Mrs. Cole had aided in dozens of births over the years, but none sent shivers down her spine like this one. Her unease wasn't aided by the eerily flickering lights, most likely a side effect from the storm, yet it still unnerved the matron, none the less. All said and done, when the little rascal untethered from the cage of his mother's womb, all flickering stopped, quick as it came. Mrs. Cole wasn't a superstitious woman, but it would have been a lie to say that at that moment she hadn't considered ghosts in the creaky centuries old building.

"Should I notify the father?" Mrs. Cole suggested when she sat up, placing the wrapped bundle into the nameless girl's arms.

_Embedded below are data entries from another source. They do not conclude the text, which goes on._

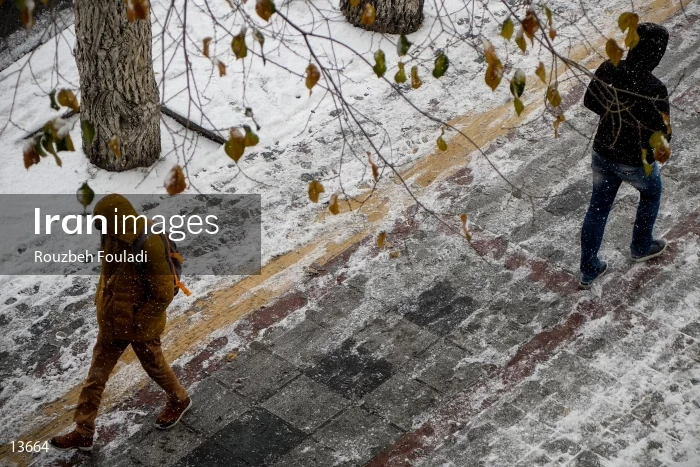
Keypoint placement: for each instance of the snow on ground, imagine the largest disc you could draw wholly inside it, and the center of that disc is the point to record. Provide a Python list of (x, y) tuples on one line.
[(300, 141)]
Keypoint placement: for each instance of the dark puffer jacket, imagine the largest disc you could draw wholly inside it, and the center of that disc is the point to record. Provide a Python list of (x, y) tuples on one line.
[(626, 126)]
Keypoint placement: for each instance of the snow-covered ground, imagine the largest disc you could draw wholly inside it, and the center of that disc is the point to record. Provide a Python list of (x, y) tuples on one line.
[(300, 140)]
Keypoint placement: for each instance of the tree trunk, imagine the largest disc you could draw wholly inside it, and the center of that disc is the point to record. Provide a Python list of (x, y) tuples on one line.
[(392, 16), (119, 95)]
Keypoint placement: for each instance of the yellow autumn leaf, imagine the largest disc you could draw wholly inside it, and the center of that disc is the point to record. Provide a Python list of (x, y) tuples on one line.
[(465, 227), (541, 74), (66, 98), (175, 181), (647, 166), (560, 119), (530, 24), (368, 15), (614, 51), (312, 76), (553, 96), (235, 145), (416, 82), (315, 190), (113, 145), (381, 240), (667, 121), (265, 9), (375, 169), (520, 40), (507, 29), (221, 67), (205, 46), (333, 206)]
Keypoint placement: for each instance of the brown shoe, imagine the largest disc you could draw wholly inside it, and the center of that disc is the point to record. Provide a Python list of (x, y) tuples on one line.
[(72, 440), (172, 413)]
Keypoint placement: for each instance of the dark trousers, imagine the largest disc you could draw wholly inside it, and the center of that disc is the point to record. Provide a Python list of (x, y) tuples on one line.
[(607, 178)]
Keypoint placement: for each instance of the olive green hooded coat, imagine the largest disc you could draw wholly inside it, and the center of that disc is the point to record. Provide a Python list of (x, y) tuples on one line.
[(131, 299)]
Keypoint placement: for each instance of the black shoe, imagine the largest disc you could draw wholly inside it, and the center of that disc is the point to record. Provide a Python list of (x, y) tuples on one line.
[(585, 283), (657, 247)]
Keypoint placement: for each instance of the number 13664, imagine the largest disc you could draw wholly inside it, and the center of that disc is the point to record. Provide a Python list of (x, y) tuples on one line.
[(30, 446)]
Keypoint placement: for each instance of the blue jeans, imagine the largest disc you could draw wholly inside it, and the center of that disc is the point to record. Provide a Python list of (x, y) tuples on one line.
[(607, 177)]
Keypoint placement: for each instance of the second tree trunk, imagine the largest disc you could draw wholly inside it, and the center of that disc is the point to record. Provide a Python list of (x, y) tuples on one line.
[(392, 16), (118, 91)]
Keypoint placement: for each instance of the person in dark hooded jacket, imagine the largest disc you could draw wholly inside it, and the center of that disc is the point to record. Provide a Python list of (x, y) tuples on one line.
[(131, 300), (632, 104)]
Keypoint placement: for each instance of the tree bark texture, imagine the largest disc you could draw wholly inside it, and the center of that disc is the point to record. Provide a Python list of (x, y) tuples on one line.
[(118, 91), (392, 16)]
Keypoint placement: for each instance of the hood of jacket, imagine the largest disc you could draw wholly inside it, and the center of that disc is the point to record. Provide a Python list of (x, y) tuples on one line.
[(123, 221), (653, 40)]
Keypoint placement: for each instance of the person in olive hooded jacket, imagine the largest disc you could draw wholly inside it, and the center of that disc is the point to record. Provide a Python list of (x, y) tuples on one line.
[(632, 104), (131, 301)]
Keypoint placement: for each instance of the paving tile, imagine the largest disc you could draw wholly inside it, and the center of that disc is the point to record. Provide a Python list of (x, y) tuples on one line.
[(505, 452), (486, 332), (531, 432), (335, 305), (213, 406), (439, 308), (301, 344), (259, 437), (401, 400), (257, 374), (534, 459), (154, 448), (357, 435), (561, 449), (305, 404), (551, 412), (587, 459), (394, 339), (351, 371), (211, 454), (308, 454), (442, 367), (504, 415), (530, 394)]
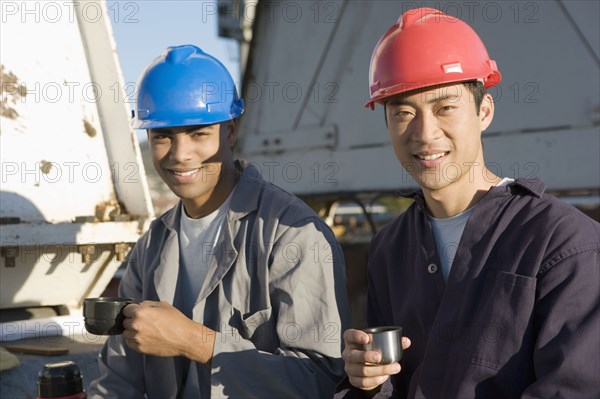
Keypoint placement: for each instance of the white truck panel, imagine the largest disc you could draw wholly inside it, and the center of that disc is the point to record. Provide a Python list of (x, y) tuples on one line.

"No," the girl murmured, staring, bemused, at the dark tuft of hair on the child's head. "I don't know who it is for sure. I can't remember everything."

"How can you not remember?"

As suspicious as the girl behaved, the matron couldn't help wave of concern she felt for her. Dark bruises accented the underside of her eyes, like she hadn't seen a good nights sleep in months, and sweat beaded along her temple in a raging fever. As far as Mrs.Cole was concerned, it a miracle that the baby was healthy at all, with a mother such a state.

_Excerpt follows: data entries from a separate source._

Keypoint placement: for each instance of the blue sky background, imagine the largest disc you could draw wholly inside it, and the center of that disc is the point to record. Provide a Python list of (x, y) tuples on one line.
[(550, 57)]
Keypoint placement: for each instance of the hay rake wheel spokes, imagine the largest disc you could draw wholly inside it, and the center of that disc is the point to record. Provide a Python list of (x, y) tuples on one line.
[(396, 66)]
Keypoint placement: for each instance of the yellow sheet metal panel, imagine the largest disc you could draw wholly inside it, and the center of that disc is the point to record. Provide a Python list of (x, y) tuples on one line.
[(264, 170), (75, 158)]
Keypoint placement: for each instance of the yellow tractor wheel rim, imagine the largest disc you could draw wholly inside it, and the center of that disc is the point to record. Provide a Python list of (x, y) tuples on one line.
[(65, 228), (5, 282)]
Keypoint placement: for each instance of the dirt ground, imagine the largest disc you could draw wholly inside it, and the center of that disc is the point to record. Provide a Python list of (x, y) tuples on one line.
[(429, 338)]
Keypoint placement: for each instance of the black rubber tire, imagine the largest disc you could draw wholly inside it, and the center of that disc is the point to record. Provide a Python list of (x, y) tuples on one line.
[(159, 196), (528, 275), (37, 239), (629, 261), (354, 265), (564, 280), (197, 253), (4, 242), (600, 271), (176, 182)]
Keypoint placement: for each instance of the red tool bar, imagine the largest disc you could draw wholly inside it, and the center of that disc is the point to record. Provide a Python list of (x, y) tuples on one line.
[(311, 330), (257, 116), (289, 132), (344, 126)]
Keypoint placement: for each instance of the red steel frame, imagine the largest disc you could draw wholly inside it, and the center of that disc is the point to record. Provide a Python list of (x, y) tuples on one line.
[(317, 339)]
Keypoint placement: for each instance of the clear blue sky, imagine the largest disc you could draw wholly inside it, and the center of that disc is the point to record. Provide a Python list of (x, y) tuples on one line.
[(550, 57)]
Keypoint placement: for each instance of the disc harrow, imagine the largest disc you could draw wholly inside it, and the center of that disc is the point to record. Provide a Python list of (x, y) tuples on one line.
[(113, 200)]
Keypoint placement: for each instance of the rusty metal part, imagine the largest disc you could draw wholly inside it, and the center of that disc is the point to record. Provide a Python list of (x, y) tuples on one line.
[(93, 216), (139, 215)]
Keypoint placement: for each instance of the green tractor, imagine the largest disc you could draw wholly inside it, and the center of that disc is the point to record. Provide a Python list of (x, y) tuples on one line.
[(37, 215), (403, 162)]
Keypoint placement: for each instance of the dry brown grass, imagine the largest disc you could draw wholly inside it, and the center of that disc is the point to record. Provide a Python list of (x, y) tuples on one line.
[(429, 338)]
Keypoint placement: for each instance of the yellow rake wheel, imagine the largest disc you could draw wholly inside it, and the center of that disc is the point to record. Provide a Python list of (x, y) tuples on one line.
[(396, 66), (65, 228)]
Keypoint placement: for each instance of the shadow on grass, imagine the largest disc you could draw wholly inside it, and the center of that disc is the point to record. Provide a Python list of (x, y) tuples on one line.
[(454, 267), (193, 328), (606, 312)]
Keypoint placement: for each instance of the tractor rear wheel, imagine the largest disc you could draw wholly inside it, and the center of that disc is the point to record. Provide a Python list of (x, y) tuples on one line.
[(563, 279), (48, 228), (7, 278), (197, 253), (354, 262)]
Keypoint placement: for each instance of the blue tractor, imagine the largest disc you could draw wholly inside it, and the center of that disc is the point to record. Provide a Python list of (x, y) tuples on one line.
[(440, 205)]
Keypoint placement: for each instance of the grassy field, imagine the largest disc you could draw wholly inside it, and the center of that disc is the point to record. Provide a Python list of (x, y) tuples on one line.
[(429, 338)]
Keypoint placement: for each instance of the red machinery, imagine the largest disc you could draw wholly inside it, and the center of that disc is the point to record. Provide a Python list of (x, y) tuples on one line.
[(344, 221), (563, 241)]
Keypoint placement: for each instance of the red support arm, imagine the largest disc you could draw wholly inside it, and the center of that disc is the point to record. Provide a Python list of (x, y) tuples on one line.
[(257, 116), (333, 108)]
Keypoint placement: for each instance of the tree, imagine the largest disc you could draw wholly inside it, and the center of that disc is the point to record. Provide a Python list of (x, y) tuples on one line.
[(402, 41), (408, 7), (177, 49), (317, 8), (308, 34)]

"I don't... I just don't remember a lot of things." The blonde haired girl shifted her eyes away evasively, and Mrs. Cole got the distinct impression that she was hiding something, something important. "There are a few months I'm not sure about. It could be either of two men, I think."

Mrs. Coles' eyes bulged in disbelief. How unstable was this girl that she lost entire months of her life?

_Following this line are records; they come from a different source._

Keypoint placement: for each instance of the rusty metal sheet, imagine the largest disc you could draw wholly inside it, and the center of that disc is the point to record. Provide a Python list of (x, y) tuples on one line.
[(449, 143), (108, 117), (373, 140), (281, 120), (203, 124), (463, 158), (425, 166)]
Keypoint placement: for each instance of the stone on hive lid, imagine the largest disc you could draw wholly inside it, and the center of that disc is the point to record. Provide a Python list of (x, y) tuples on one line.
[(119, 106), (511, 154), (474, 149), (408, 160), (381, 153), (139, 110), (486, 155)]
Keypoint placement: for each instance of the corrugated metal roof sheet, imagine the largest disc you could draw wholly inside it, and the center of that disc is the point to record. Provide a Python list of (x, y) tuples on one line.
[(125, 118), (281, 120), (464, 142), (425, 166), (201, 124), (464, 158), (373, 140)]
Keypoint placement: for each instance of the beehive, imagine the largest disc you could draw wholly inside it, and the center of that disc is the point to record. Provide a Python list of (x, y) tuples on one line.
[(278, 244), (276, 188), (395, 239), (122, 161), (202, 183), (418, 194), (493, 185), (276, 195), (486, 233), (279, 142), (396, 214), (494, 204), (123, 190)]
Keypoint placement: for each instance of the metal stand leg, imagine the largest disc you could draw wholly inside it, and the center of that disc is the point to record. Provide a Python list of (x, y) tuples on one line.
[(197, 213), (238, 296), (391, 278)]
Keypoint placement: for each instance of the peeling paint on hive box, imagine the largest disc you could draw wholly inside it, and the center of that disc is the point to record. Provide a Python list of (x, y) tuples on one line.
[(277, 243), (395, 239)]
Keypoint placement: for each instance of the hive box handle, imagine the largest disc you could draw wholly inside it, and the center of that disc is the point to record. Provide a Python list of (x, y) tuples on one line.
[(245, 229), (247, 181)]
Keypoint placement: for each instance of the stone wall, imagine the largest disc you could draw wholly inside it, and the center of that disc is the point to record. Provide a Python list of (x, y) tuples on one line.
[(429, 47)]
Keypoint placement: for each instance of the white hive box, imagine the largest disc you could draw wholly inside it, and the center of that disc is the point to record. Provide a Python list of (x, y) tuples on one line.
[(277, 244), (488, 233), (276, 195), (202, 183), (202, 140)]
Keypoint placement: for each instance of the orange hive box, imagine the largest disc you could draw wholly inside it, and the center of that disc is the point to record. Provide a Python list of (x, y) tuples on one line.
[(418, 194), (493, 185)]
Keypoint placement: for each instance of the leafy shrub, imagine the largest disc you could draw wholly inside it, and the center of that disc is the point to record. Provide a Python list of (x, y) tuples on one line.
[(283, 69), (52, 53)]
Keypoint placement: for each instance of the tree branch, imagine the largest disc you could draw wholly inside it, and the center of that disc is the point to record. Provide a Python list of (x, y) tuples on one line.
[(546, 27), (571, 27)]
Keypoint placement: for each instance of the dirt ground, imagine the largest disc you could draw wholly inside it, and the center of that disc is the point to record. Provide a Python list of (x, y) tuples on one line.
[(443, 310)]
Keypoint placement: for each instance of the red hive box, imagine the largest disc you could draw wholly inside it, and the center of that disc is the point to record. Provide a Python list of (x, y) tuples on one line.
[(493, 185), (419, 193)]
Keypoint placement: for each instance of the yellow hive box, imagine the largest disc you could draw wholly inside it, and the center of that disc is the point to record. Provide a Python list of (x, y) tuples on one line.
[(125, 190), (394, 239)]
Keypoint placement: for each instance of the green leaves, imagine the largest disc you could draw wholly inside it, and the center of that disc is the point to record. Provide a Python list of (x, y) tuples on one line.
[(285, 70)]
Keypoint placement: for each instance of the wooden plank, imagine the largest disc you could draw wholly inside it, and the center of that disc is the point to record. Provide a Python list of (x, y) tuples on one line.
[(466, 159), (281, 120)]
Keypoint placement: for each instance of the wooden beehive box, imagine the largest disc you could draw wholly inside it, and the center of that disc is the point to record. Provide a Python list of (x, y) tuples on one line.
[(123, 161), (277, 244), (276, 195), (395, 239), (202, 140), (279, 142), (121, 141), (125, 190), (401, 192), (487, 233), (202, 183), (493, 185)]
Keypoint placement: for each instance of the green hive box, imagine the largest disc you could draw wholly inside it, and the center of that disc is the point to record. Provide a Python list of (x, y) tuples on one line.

"What..." the matron began tentatively, "What's to be the boy's name?"

"Name?" the girl repeated, dazed, as though she didn't understand the question. "That's right. He needs a name..."

She stared far off into space, her deep blue eyes lost in an endless abyss of stars and galaxies they couldn't see within the creaking orphanage, giving Mrs. Cole the distinct impression that she forgot to answer.

Abruptly, the girl snapped back to reality with a sharp intake of breath. Wincing, she absently scratched at a long bandage coiled like a snake around her forearm.

"I need to go," she breathed, voice strained. "He'll find me here..."

She looked down at the baby, snuggled peacefully in her arms, who stared back up at her with her same ocean blue eyes, although that's where the resemblance ended. While her hair shined like the sun at noon, his was dark as night. Where a slight rosie hue accented her cheeks, his were unnaturally pale, especially for a newborn. The girl stared at the boy, Mrs. Cole noted, not as a mother stares at a child, but like a detective trying to decipher a particularly complex riddle.

"I pray you're a squib," she whispered, brushing her lips lightly against his brow. "Better a squib, and powerless, than him finding you."

She hopes her son is a squid? Mrs. Cole thought, baffled. Why in the world would she want that?

Suddenly, the matron felt the child shoved into her own arms. She'd been too busy puzzling over the girl's strange behaviour to notice her rising to her feet.

"Hold on, dear. Where do you think you're going?" Mrs. Cole asked, scrambling after her with the boy as the girl lurched for the door.